Fraternities, sororities get students’ approval at Colorado Mesa University

Colorado Mesa University moved one step closer to welcoming fraternities and sororities Wednesday night when members of the Associated Student Government voted 20–3 to support Greek life on campus.

University administration will take that support into account and seek proposals this year from national Greek organizations to open chapters at the school, according to Colorado Mesa Student Services Vice President John Marshall. Marshall said the university will consider adding Greek life in fall 2012 or sooner if the proposed organizations meet student and university expectations.

“Any group who comes has to show a commitment to academics, a commitment to being inclusive, and a commitment to philanthropy,” Marshall said.

Colorado Mesa students already started one fraternity. The Grand Junction colony of the Kappa Sigma fraternity opened two months ago and has 29 pledges who are Colorado Mesa students. The group meets in various places on campus, but members live separately, and the group is not currently recognized by the university.

First-year Colorado Mesa student Ronin Bennett-Vonderostensacken, who started the local chapter, said the fraternity allows chapters to affiliate with a city or an institution. But members, including sophomore Aaron Tran-Swope, said they hope to gain recognition from the university soon.

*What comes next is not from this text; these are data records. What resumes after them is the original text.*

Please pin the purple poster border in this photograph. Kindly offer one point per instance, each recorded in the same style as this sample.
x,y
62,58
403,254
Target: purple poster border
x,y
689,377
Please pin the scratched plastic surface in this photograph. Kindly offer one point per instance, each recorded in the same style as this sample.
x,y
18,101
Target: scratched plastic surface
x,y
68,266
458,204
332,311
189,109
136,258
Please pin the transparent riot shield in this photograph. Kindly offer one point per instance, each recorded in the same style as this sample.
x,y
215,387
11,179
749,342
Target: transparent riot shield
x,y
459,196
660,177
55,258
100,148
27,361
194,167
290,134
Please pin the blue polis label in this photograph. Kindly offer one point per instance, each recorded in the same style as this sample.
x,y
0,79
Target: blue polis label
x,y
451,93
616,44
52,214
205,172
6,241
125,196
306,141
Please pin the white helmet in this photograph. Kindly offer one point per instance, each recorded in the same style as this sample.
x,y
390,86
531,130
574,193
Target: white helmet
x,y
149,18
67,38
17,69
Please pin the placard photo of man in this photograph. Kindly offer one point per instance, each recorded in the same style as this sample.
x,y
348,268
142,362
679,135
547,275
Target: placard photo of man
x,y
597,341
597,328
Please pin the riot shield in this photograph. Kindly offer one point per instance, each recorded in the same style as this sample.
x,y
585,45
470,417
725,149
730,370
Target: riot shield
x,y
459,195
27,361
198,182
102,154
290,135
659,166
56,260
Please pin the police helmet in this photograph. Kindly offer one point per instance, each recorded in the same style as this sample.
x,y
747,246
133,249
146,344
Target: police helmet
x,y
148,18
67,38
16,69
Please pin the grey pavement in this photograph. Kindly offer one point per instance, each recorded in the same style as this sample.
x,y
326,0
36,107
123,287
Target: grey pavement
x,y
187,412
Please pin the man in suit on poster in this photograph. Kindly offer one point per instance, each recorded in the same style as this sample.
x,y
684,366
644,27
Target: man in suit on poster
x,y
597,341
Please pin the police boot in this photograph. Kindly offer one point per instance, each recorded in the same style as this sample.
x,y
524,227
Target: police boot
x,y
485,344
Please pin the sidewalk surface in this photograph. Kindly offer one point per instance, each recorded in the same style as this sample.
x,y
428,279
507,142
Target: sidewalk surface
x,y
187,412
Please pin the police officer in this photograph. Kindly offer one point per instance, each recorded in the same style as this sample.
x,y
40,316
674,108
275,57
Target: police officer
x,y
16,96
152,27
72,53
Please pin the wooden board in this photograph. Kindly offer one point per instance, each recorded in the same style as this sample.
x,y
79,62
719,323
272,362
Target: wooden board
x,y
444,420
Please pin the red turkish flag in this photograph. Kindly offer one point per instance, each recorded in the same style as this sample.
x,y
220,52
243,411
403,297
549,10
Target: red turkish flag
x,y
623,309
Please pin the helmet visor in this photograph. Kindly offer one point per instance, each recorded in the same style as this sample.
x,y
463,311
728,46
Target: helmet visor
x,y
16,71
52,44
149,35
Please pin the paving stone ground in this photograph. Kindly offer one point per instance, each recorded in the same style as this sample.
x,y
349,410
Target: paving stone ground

“I feel like we can do more if we’re part of the school,” Tran-Swope said.

“And we’ll be taken more seriously,” added member James Wade, a fellow sophomore.

Bennett-Vonderostensacken said he was inspired to start a Kappa Sigma group because he saw how much a University of Colorado-Colorado Springs chapter of Kappa Sigma impacted the surrounding community when he was growing up in Colorado Springs. He said the group is more interested in community service than the stereotypical activities enjoyed by fraternities in movies.

The same is true of the 17 women at Colorado Mesa interested in joining a potential sorority, Zeta Tau Alpha. Colorado Mesa sophomore Karringten Richardson said she is interested in starting the sorority now that student government members have given their approval to the idea of Greek life.

“We want this because it is a big part of university life and having a new family on campus. It’s not what everyone says it is. It’s not like ‘Animal House,’” she said, adding community service and maintaining a high grade-point average would be emphasized by the sorority.

Students hosted forums and sent out a survey earlier this semester to gather opinions about Greek life. Associated Student Government President Justin Kawcak said the results were mixed. Kawcak said nearly 600 students responded to the survey, and students who live on-campus were split evenly on the possibility of adding sororities and fraternities.

The seven student forums gathered 15 to 20 students each time, Kawcak said.

“The forums were mostly pro-Greek life, but there were some concerns about if fees would increase or if there would be cliques on campus or drinking issues,” he said.

Any organizations that may come to campus would have to abide by the university’s prohibition on on-campus drinking. If a fee increase is ever suggested to pay for Greek life, the student government resolution adopted Wednesday allows student senators to weigh in on that possibility.

Marshall said he wants the school to have a relationship with fraternities and sororities, unlike University of Colorado-Boulder, which is not affiliated with its students’ fraternities.

“I think we’ve pretty well decided Boulder’s relationship with fraternities is not what we’d anticipate or desire,” he said. “I’m hopeful that if we can connect with the right organizations and there’s sufficient student demand, we’ll be up and running by next fall or as soon as possible.”